Padahal, bila saat itu warganya bisa mendapat pertolongan pertama dengan bantuan oksigen, kemungkinan bisa terselamatkan. Tapi waktu itu keberadaanya juga sangat langka.
Baca juga: Warga Positif Covid-19 yang Tetap Bandel Berkeliaran Akan Diangkut ke Isoter
Dari pengalaman itu lah, akhirnya Nurasag mengusulkan untuk menyediakan tabung oksigen di setiap desa sebagai langkah pertolongan pertama, jika Covid-19 kembali meninggi di Ramadan mendatang. Karena beberapa bulan lagi akan memasuki Ramadan dan Lebaran, tentunya nanti mobilitas masyarakat akan meningkat.

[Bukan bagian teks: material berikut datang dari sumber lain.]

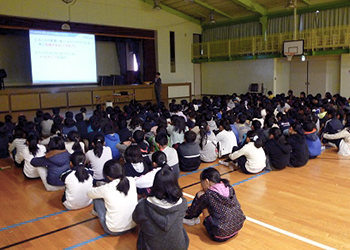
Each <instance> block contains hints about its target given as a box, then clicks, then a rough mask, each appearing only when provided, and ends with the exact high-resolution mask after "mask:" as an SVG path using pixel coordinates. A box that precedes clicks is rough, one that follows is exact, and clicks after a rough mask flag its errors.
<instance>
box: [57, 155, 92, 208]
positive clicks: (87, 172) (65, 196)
mask: <svg viewBox="0 0 350 250" xmlns="http://www.w3.org/2000/svg"><path fill="white" fill-rule="evenodd" d="M70 162H71V169H70V170H68V171H66V172H64V173H63V174H62V175H61V176H60V179H61V180H62V181H63V182H64V184H65V191H64V193H63V197H62V202H63V205H64V206H65V207H66V208H67V209H69V210H74V209H81V208H84V207H87V206H89V205H90V204H91V202H92V200H91V199H90V198H89V197H88V196H87V192H88V191H89V190H90V189H91V188H92V181H93V179H92V175H91V173H90V172H89V170H88V169H87V168H86V167H85V155H84V153H83V152H81V151H76V152H74V153H73V154H72V155H71V157H70Z"/></svg>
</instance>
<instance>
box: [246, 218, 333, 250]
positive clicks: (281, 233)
mask: <svg viewBox="0 0 350 250" xmlns="http://www.w3.org/2000/svg"><path fill="white" fill-rule="evenodd" d="M246 218H247V221H250V222H253V223H255V224H257V225H259V226H262V227H266V228H268V229H270V230H273V231H275V232H278V233H280V234H284V235H287V236H289V237H292V238H294V239H297V240H300V241H303V242H305V243H308V244H310V245H313V246H316V247H319V248H322V249H326V250H336V248H333V247H329V246H326V245H324V244H321V243H319V242H316V241H313V240H310V239H308V238H305V237H302V236H300V235H297V234H294V233H291V232H288V231H286V230H283V229H280V228H278V227H275V226H272V225H269V224H267V223H264V222H261V221H258V220H256V219H253V218H250V217H248V216H247V217H246Z"/></svg>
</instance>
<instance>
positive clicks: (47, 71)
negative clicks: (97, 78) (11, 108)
mask: <svg viewBox="0 0 350 250" xmlns="http://www.w3.org/2000/svg"><path fill="white" fill-rule="evenodd" d="M29 41H30V58H31V66H32V82H33V83H34V84H68V83H74V84H78V83H96V82H97V73H96V48H95V36H94V35H91V34H81V33H71V32H54V31H41V30H30V31H29Z"/></svg>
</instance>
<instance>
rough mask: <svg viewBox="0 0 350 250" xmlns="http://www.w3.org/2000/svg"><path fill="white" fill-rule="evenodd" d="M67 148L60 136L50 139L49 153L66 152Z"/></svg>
mask: <svg viewBox="0 0 350 250" xmlns="http://www.w3.org/2000/svg"><path fill="white" fill-rule="evenodd" d="M65 149H66V146H65V144H64V140H63V138H62V137H60V136H55V137H52V138H51V139H50V142H49V145H48V151H51V150H65Z"/></svg>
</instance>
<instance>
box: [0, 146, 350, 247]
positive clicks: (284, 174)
mask: <svg viewBox="0 0 350 250" xmlns="http://www.w3.org/2000/svg"><path fill="white" fill-rule="evenodd" d="M349 160H350V158H348V157H341V156H338V155H337V154H336V150H335V149H327V150H326V151H324V152H323V153H322V154H321V155H320V156H319V157H318V158H317V159H314V160H310V161H309V163H308V164H307V165H306V166H305V167H301V168H287V169H284V170H282V171H275V172H263V173H260V174H257V175H245V174H243V173H242V172H240V171H235V172H232V171H230V170H229V169H228V168H227V167H224V166H221V165H219V164H218V163H217V162H215V163H211V164H202V165H201V167H200V169H199V170H198V171H196V172H193V173H182V176H181V177H180V179H179V182H180V186H181V187H183V192H184V193H185V197H186V198H187V200H188V201H190V200H191V198H190V197H192V196H193V195H195V193H196V192H197V191H198V190H199V189H200V185H199V184H198V181H199V175H200V171H201V169H203V168H206V167H209V166H214V167H215V168H217V169H218V170H219V171H220V173H221V174H222V175H223V177H225V178H227V179H229V180H230V183H231V184H232V185H234V188H235V190H236V193H237V197H238V200H239V201H240V203H241V206H242V209H243V211H244V213H245V215H246V216H247V220H246V222H245V224H244V227H243V229H242V230H241V232H240V233H239V234H238V235H237V236H236V237H235V238H233V239H231V240H229V241H228V242H225V243H216V242H212V241H210V240H209V238H208V237H207V235H206V232H205V229H204V227H203V225H201V224H200V225H196V226H193V227H190V226H187V225H185V228H186V230H187V233H188V235H189V238H190V247H189V249H218V248H220V249H254V250H256V249H320V248H321V249H350V164H349V163H350V161H349ZM0 165H1V166H6V165H11V166H12V168H11V169H6V170H3V171H0V197H1V198H0V199H1V207H0V249H7V248H8V249H74V248H80V249H104V250H106V249H136V240H137V231H136V230H135V231H134V232H132V233H129V234H126V235H123V236H119V237H116V236H106V235H105V234H104V232H103V230H102V228H101V226H100V224H99V221H98V220H97V219H96V218H95V217H94V216H92V215H91V209H92V207H91V206H90V207H88V208H85V209H81V210H78V211H66V210H65V209H64V207H63V206H62V204H61V196H62V192H63V191H57V192H47V191H45V190H44V187H43V185H42V183H41V181H40V180H25V179H24V177H23V175H22V173H21V169H18V168H16V167H14V166H13V164H12V163H11V160H1V161H0ZM164 249H166V248H164Z"/></svg>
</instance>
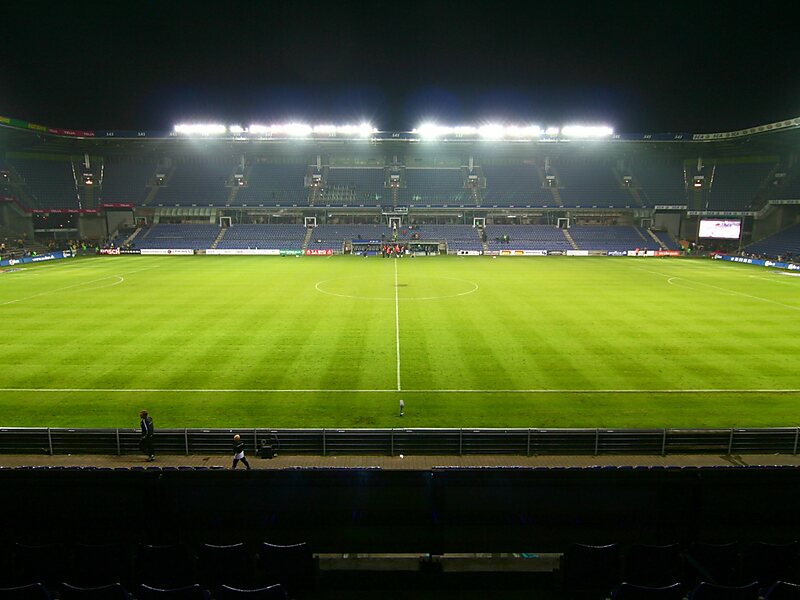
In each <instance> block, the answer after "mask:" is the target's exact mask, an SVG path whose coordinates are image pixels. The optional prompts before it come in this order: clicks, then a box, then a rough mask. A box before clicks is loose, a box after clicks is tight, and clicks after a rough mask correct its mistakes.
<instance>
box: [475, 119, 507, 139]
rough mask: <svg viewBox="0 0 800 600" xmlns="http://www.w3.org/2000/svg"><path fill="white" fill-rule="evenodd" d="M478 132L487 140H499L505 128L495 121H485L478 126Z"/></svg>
mask: <svg viewBox="0 0 800 600" xmlns="http://www.w3.org/2000/svg"><path fill="white" fill-rule="evenodd" d="M478 134H479V135H480V136H481V137H482V138H484V139H487V140H499V139H502V138H503V137H505V135H506V128H505V127H503V126H502V125H498V124H497V123H487V124H486V125H481V126H480V127H479V128H478Z"/></svg>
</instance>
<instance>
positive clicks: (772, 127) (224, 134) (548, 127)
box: [0, 116, 800, 151]
mask: <svg viewBox="0 0 800 600" xmlns="http://www.w3.org/2000/svg"><path fill="white" fill-rule="evenodd" d="M426 127H427V128H428V129H427V130H426V129H425V128H426ZM431 130H434V133H433V135H432V134H431ZM487 130H488V131H487ZM798 130H800V117H794V118H790V119H785V120H782V121H778V122H774V123H768V124H765V125H757V126H753V127H748V128H746V129H741V130H737V131H725V132H709V133H693V132H682V133H614V132H613V130H611V129H610V128H607V127H599V126H590V127H584V126H576V127H569V126H565V127H555V128H552V127H548V128H539V127H536V126H513V125H512V126H501V125H490V126H486V125H484V126H462V127H444V126H438V125H431V124H427V125H423V126H421V127H420V128H419V129H415V130H413V131H410V132H409V131H381V130H379V129H377V128H375V127H373V126H372V125H368V124H360V125H345V126H338V127H337V126H334V125H325V126H319V125H317V126H312V125H306V124H302V123H289V124H284V125H272V126H261V125H258V126H255V125H254V126H249V127H241V126H238V125H222V124H218V125H213V126H211V125H202V124H193V125H188V126H187V125H182V126H176V127H175V128H174V129H173V130H172V131H145V130H142V131H127V130H102V131H88V130H79V129H69V128H61V127H51V126H45V125H39V124H35V123H30V122H27V121H24V120H21V119H15V118H11V117H2V116H0V143H2V145H3V146H5V149H6V150H11V151H20V150H24V149H33V148H36V149H41V147H42V145H43V144H46V145H47V146H48V148H49V149H50V150H52V151H58V150H64V151H66V150H68V149H71V150H77V149H79V147H80V146H81V145H82V144H81V143H82V142H85V141H93V142H97V143H99V144H103V145H107V144H108V143H115V142H119V143H120V144H122V145H124V147H126V148H129V149H130V147H131V144H133V143H135V142H137V141H138V142H140V143H143V144H145V145H147V146H148V147H151V148H152V144H153V143H156V142H162V143H163V142H174V141H178V140H191V141H197V140H205V141H221V142H234V143H235V142H276V141H284V142H287V141H288V142H291V141H295V142H309V141H310V142H315V143H325V142H343V141H355V142H364V141H372V142H376V141H378V142H380V141H385V142H399V143H404V142H405V143H427V142H431V141H438V142H445V143H457V142H462V143H488V144H491V143H497V142H504V143H509V144H526V143H527V144H532V143H543V144H552V143H563V142H573V141H587V140H588V141H597V140H602V141H605V142H644V143H667V142H672V143H687V142H689V143H692V142H694V143H707V142H729V143H733V145H736V143H737V142H745V141H746V142H747V143H748V144H749V143H750V142H752V140H754V139H757V138H763V137H764V134H770V135H769V136H768V142H767V143H768V144H769V145H770V147H772V149H781V148H782V147H783V146H784V145H785V144H792V145H793V146H796V141H797V136H798V133H797V131H798Z"/></svg>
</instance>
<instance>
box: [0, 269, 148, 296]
mask: <svg viewBox="0 0 800 600" xmlns="http://www.w3.org/2000/svg"><path fill="white" fill-rule="evenodd" d="M156 268H158V265H156V266H152V267H147V268H145V269H139V270H138V271H129V272H128V273H124V274H123V275H131V274H133V273H140V272H141V271H149V270H150V269H156ZM123 275H107V276H106V277H100V278H99V279H92V280H91V281H84V282H82V283H75V284H73V285H68V286H65V287H62V288H56V289H54V290H47V291H46V292H41V293H39V294H34V295H33V296H26V297H25V298H17V299H16V300H9V301H8V302H0V306H6V305H8V304H15V303H16V302H24V301H25V300H32V299H33V298H39V297H40V296H47V295H49V294H55V293H57V292H64V291H66V290H71V289H74V288H77V287H81V286H84V285H90V284H92V283H97V282H98V281H105V280H106V279H112V278H114V277H116V278H117V279H118V280H119V281H116V282H114V283H112V284H111V285H102V286H100V287H99V288H89V289H90V290H92V289H101V288H104V287H113V286H115V285H119V284H120V283H122V282H123V281H125V278H124V277H123Z"/></svg>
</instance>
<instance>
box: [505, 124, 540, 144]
mask: <svg viewBox="0 0 800 600" xmlns="http://www.w3.org/2000/svg"><path fill="white" fill-rule="evenodd" d="M505 134H506V136H507V137H510V138H516V139H522V140H527V139H533V138H538V137H539V136H541V135H542V129H541V127H539V126H537V125H525V126H519V125H509V126H508V127H506V131H505Z"/></svg>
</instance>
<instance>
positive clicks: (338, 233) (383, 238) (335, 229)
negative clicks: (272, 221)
mask: <svg viewBox="0 0 800 600" xmlns="http://www.w3.org/2000/svg"><path fill="white" fill-rule="evenodd" d="M358 239H361V240H375V241H380V240H391V239H392V230H391V229H389V228H388V227H387V226H386V225H318V226H317V227H315V228H314V231H312V233H311V240H310V241H309V243H308V248H309V249H312V250H333V251H334V252H342V250H343V249H344V242H345V241H352V240H358Z"/></svg>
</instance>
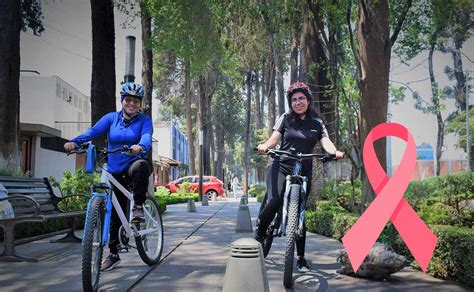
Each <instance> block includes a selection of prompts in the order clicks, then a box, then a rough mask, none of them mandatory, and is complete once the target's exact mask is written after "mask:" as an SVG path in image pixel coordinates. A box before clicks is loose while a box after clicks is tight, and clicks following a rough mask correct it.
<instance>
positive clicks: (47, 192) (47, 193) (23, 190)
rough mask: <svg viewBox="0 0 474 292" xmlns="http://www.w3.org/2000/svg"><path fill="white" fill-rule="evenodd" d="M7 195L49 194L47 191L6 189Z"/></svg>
mask: <svg viewBox="0 0 474 292" xmlns="http://www.w3.org/2000/svg"><path fill="white" fill-rule="evenodd" d="M7 191H8V194H9V195H13V194H23V195H25V194H49V193H50V192H49V190H48V189H7Z"/></svg>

“Tapi kita tetap pantau warga kami, kami juga sediakan pos-pos untuk antisipasi Hari Raya Lebaran nanti,” katanya.
Kemudian, untuk memaksimalkan kembali agar penyebaran Covid-19 bisa ditekan, pihaknya juga telah menguatkan satgas jogo tonggo serta imbauan vaksinasi bagi masyarakat. Nurasag menilai, kesadaran masyarakat untuk menjaga kesehatan diri sudah tinggi. Sehingga untuk mengoptimalkan jogo tonggo di wilayahnya sangat terbantu.
Baca juga: Dinas Kesehatan Semarang Prediksi Kasus Covid-19 Bakal Naik hingga Maret
“Dulu masih susah, tapi sekarang alhamdulillah karena masyarakat juga sudah mengalaminya sendiri pas pandemi,” ucapnya.
Lebih lanjut, saat ini kasus positif covid-19 di Desa Megawon hanya menyisakan 2 warga saja. Yang mana kedua warga tersebut saat ini tengah isolasi mandiri di rumah masing-masing.